Tavoli tematici

I Tavoli tematici di approfondimento, che si sono tenuti tra il primo e il secondo Forum plenario e hanno coinvolto diversi professionisti ed esperti provenienti da università, centri di ricerca e società di consulenza, hanno approfondito le principali tematiche del PEAR. I tavoli si sono riuniti due volte: i resoconti delle sedute ed i contributi dei diversi partecipanti sono di seguito disponibili.
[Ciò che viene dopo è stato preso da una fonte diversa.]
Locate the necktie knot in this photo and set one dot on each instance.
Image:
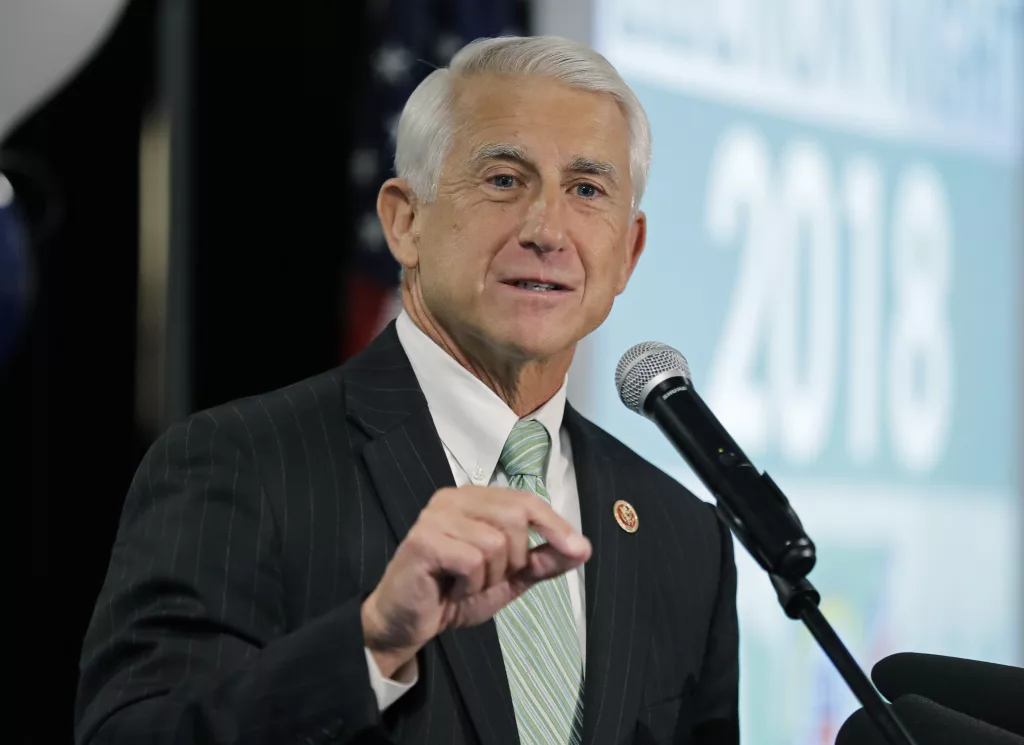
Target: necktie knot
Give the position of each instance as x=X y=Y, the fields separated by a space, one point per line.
x=525 y=450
1. Obiettivo efficienza e risparmio energetico: strumenti, sistemi e infrastrutture

Il Tavolo ha evidenziato e approfondito quali siano le priorità di infrastrutturazione del territorio per migliorare l’efficienza energetica dell’intero sistema, valutando queste secondo criteri di sostenibilità economica, ambientale e sociale. Sono state identificate le priorità di azione che il PEAR deve considerare per migliorare la dotazione di infrastrutture energetiche (in termini di reti tecnologiche e di impianti), riorganizzare i processi e i prodotti (in un’ottica di miglioramento delle prestazioni energetiche ed ambientali – es. carbon footprint) e riqualificare i patrimoni edilizi e diffondere un nuovo approccio alla pianificazione urbanistica.
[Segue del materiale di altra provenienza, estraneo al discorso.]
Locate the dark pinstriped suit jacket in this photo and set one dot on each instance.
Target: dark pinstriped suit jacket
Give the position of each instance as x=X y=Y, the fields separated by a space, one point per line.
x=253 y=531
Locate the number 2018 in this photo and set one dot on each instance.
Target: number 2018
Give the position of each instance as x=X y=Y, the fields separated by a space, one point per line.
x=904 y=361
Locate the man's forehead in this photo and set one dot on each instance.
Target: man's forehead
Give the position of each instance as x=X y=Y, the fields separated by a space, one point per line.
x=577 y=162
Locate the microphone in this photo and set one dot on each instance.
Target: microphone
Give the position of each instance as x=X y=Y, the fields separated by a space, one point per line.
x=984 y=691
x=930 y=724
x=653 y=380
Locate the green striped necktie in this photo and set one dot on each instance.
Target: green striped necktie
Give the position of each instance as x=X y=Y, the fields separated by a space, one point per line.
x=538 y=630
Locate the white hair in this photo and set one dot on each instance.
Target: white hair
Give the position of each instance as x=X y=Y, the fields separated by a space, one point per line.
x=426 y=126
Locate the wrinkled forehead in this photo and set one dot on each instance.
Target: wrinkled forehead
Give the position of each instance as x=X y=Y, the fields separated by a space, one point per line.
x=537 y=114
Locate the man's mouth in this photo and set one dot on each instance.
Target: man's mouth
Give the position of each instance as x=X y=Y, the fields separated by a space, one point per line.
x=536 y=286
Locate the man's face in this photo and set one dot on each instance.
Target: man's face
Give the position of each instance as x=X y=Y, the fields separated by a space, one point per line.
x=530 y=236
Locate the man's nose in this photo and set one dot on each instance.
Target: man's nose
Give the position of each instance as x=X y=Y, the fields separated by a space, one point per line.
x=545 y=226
2. Obiettivo FER 2020: Misure e regole

Visto il rapporto tra sviluppo delle rinnovabili e progressivo miglioramento dell’efficienza energetica negli usi finali, il tavolo si collega alle tematiche affrontate nel Tavolo Efficienza. Tema della discussione sono stati, in un’ottica di “burden sharing territoriale”, gli impegni che i diversi stakeholder (distributori di energia, produttori di tecnologie, …) devono assumere, a fianco della catena del decision-making istituzionale (Regione, Enti Locali), per garantire il raggiungimento dell’obiettivo regionale. I soggetti si sono interrogati anche su quale sia il contesto ideale di regole e strumenti incentivanti (ivi incluse la semplificazione e la conoscenza del sistema delle regole)
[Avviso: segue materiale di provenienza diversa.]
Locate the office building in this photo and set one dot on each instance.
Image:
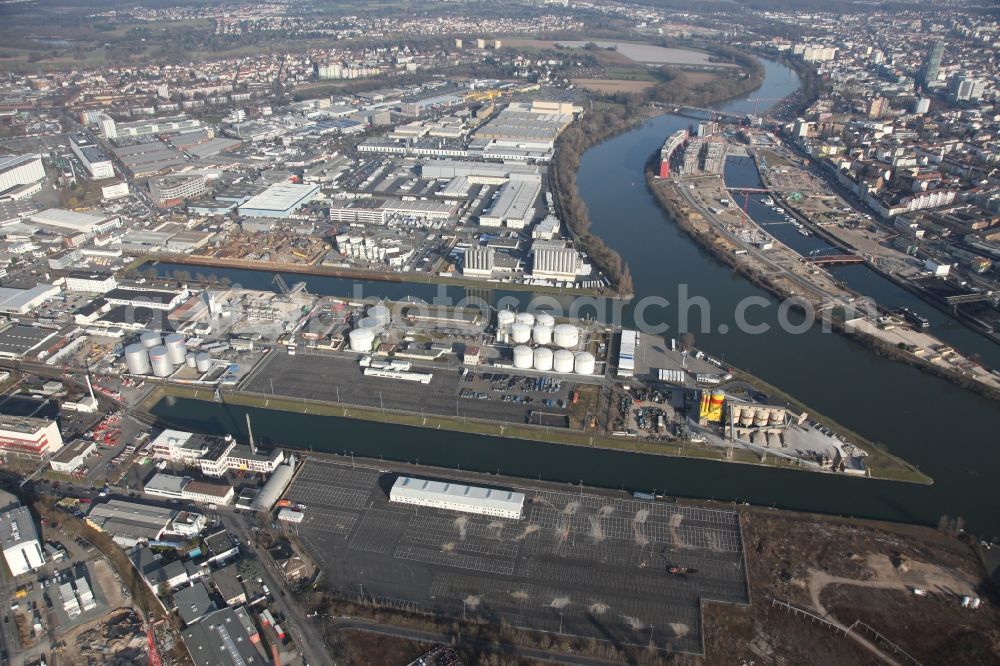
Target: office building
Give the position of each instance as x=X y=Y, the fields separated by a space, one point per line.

3. I significati ambientali del PEAR

L'obiettivo è di rafforzare anche dal punto di vista ambientale la strategia d'azione integrata che sta alla base del Programma stesso. Oltre alla valutazione della capacità che il PEAR deve esprimere in termini di riduzione delle emissioni di gas serra, il Tavolo ha approfondito i co-benefici ambientali del Programma stesso in riferimento a specifiche componenti ambientali. L'approfondimento ha riguardato, in particolare, la capacità di interazione del PEAR con gli ambiti della qualità dell’aria, delle diverse forme di inquinamento e, più in generale, della gestione e della pianificazione degli altri cicli che hanno un forte significato ambientale (rifiuti, acque, mobilità, … ).

4. Il PEAR e il sistema socio economico: valori e impatti

La genesi del PEAR e le indicazioni contenute nei Nuovi indirizzi per la programmazione energetica regionale adottati dal Consiglio Regionale nel luglio del 2012 stabiliscono che il Programma deve considerare le opportunità di crescita economica ed occupazionale che sarà in grado di innescare. Il Tavolo si è focalizzato su i valori economici (investimenti in tecnologie, ricadute occupazionali, discontinuità nell’accoppiamento tradizionale di PIL e crescita dei consumi, ecc.) che il PEAR, negli scenari delineati, si propone di determinare. L’analisi condotta dal tavolo si è basata sul lavoro di costruzione degli scenari, avviato dal progetto LIFE Factor20 anche in un’ottica nazionale e interregionale.